Lo de revivir el TIAR ha generado justificadamente mucha polémica –por su origen como mecanismo de seguridad colectiva de los años de la Guerra Fría– e injustificadamente absurdas expectativas, valga anotarlo de una vez. Para precisar el sentido de ese acuerdo y las circunstancias que llevarían a invocarlo conviene leer el texto del tratado (1947) y su protocolo modificatorio (1975). Allí se encontrará, entre otras precisiones de interés, que se activaría “en caso de ataque armado de origen extracontinental a uno o más Estados partes” o si “la inviolabilidad o la integridad del territorio o la soberanía o la independencia política de cualquier Estado parte fueren afectadas por un acto de agresión”. En tales circunstancias, precedidas por las llamadas gestiones conciliadoras o pacificadoras, las medidas colectivas posibles incluyen “el retiro de los jefes de misión, la ruptura de las relaciones diplomáticas, la ruptura de las relaciones consulares, la interrupción parcial o total de las relaciones económicas, o de las comunicaciones ferroviarias, marítimas, aéreas, postales, telegráficas, telefónicas, radiotelefónicas, radiotelegráficas, u otros medios de comunicación y el empleo de la fuerza armada”. Dejando por lo pronto de lado los cambios que en la práctica política ha sufrido la aplicación de cada una de estas medidas, lo esencial es destacar que el TIAR no conduce necesariamente a una acción de fuerza, como además lo evidencian las dos decenas de casos en los que fue invocado.

La declaración final del Grupo de Lima contribuye a definir hemisféricamente no solo la naturaleza de los problemas de seguridad que Venezuela plantea, sino la necesidad de actuar concertadamente en todos los tableros y de respetar la gestión del presidente encargado, Juan Guaidó, en esa materia y en la búsqueda de una solución venezolana a la crisis a través de los procesos en curso para llegar a elecciones presidenciales “con todas las garantías, a la mayor brevedad posible”. En efecto, sobre la base del informe de la alta comisionada de las Naciones Unidas para los Derechos Humanos, el Grupo de Lima apoyó y propuso iniciativas para su efectiva atención internacional inmediata y reafirmó su preocupación ante la oleada incesante de migrantes forzados.
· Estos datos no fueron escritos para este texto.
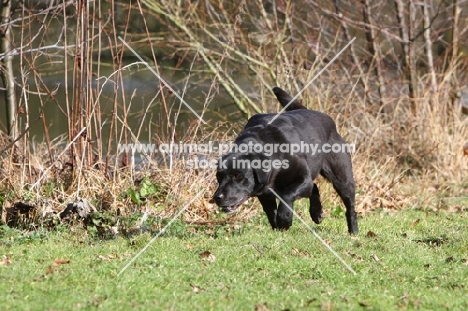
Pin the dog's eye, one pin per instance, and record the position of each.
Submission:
(237, 176)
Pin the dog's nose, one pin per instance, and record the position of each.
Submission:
(218, 197)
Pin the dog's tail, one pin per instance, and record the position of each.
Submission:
(285, 99)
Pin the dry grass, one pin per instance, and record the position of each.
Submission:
(407, 155)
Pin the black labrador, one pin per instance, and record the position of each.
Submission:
(286, 156)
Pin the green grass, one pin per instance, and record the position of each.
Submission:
(410, 260)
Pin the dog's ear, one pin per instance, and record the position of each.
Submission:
(261, 179)
(284, 99)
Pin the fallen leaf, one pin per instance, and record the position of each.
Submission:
(5, 261)
(196, 288)
(261, 307)
(208, 256)
(108, 257)
(58, 262)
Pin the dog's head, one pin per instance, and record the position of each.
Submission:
(239, 176)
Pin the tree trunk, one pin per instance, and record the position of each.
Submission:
(407, 47)
(454, 60)
(374, 49)
(428, 45)
(7, 72)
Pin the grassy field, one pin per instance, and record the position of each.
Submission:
(404, 260)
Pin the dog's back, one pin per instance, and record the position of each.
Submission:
(285, 100)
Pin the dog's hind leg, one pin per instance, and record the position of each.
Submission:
(337, 168)
(270, 208)
(315, 208)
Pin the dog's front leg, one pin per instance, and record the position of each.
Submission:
(270, 207)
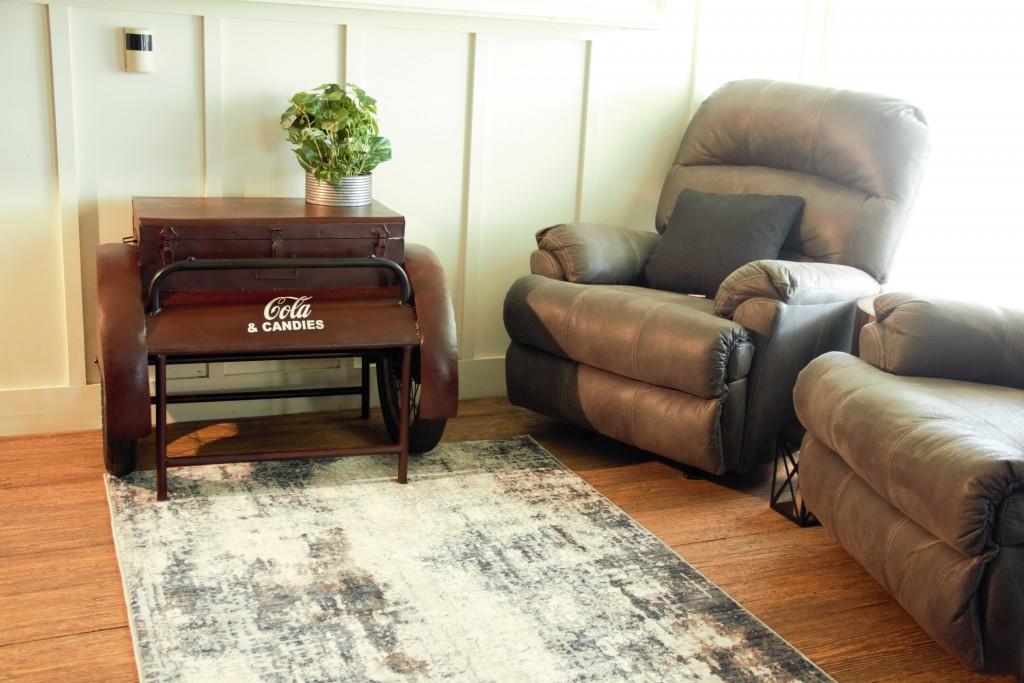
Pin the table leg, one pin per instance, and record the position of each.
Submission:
(407, 357)
(161, 428)
(365, 380)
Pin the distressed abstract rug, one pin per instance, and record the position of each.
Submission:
(494, 563)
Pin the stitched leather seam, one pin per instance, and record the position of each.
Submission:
(839, 492)
(639, 262)
(568, 265)
(817, 130)
(750, 119)
(636, 338)
(877, 333)
(630, 422)
(889, 543)
(891, 458)
(568, 318)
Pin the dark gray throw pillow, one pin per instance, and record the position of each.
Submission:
(710, 236)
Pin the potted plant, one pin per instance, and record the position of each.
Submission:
(337, 140)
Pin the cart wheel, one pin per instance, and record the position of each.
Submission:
(119, 454)
(423, 434)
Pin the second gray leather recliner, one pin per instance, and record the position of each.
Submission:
(709, 382)
(914, 459)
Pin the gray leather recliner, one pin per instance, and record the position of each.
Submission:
(913, 458)
(709, 382)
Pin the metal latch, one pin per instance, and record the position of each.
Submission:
(276, 251)
(168, 244)
(381, 236)
(276, 243)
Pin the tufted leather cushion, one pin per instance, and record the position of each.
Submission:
(664, 339)
(855, 158)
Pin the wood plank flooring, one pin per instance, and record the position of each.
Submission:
(61, 608)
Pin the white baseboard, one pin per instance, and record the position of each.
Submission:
(77, 408)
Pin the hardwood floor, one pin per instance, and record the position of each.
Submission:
(61, 608)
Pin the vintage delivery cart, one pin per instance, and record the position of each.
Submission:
(229, 280)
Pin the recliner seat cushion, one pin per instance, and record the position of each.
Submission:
(662, 338)
(947, 454)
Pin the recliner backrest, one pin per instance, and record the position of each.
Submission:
(855, 158)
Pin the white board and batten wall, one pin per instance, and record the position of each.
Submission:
(504, 117)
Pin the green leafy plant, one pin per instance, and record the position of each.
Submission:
(335, 131)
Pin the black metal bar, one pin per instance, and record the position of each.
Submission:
(240, 357)
(188, 461)
(365, 387)
(256, 394)
(265, 263)
(794, 509)
(162, 428)
(407, 363)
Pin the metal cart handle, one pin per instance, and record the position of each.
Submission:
(243, 263)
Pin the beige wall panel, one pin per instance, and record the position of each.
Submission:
(136, 134)
(420, 79)
(33, 351)
(531, 140)
(750, 39)
(638, 110)
(264, 63)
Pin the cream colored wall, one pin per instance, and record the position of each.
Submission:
(501, 125)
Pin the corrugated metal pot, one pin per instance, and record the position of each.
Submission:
(352, 190)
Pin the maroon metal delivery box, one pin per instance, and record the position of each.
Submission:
(169, 229)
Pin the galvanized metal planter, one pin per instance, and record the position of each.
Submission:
(352, 190)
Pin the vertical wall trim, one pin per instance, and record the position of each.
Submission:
(213, 107)
(473, 197)
(67, 166)
(811, 49)
(353, 54)
(691, 96)
(586, 124)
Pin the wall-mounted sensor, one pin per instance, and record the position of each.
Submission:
(138, 50)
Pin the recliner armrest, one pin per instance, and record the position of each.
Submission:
(943, 338)
(591, 254)
(794, 283)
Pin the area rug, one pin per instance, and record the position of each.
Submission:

Además, anunció que apoyaría investigaciones y actuaciones “sobre la participación de funcionarios y testaferros… que los vincule con actividades ilícitas de corrupción, narcotráfico y delincuencia organizada transnacional, así como sobre el amparo que otorgan a la presencia de organizaciones terroristas y grupos armados ilegales en territorio venezolano, como el Ejército de Liberación Nacional (ELN), y el impacto en la región de dichas actividades”; añadió, igualmente, su condena al “apoyo que se ha brindado al régimen de Nicolás Maduro, a lo largo de los años, por parte de gobiernos y agrupaciones políticas de la región a través de esquemas trasnacionales de corrupción, narcotráfico y terrorismo”. Señaló, enfatizándolo, que la crisis de Venezuela tiene una “dimensión regional con impacto global”, sin dejar de mencionar su rechazo a pretensiones como las del Foro de São Paulo ni de insistir en gestiones con Rusia, Cuba, China y Turquía, así como de continuar los acercamientos con el Grupo Internacional de Contacto y la Comunidad del Caribe.

A la luz de lo que tan claramente resume el diagnóstico e iniciativas del Grupo de Lima, la reinserción en el TIAR podría evaluarse políticamente en tres claves, dentro de lo que es significativo en el presente: lo que comunica al mundo acerca de la conciencia sobre la gravedad de la crisis venezolana, sin embargo, con implicaciones internas y externas de seguridad más complejas que las previstas en el viejo acuerdo; la posibilidad y necesidad de la más amplia complementación de medidas inteligentes de presión y persuasión, ciertamente más diversas y refinadas que las planteadas en 1947, y, no menos importante, la urgencia de ampliar los espacios institucionales multilaterales desde los cuales tener disposición y capacidad efectiva de actuar concertadamente ante el acelerado deslave de Venezuela.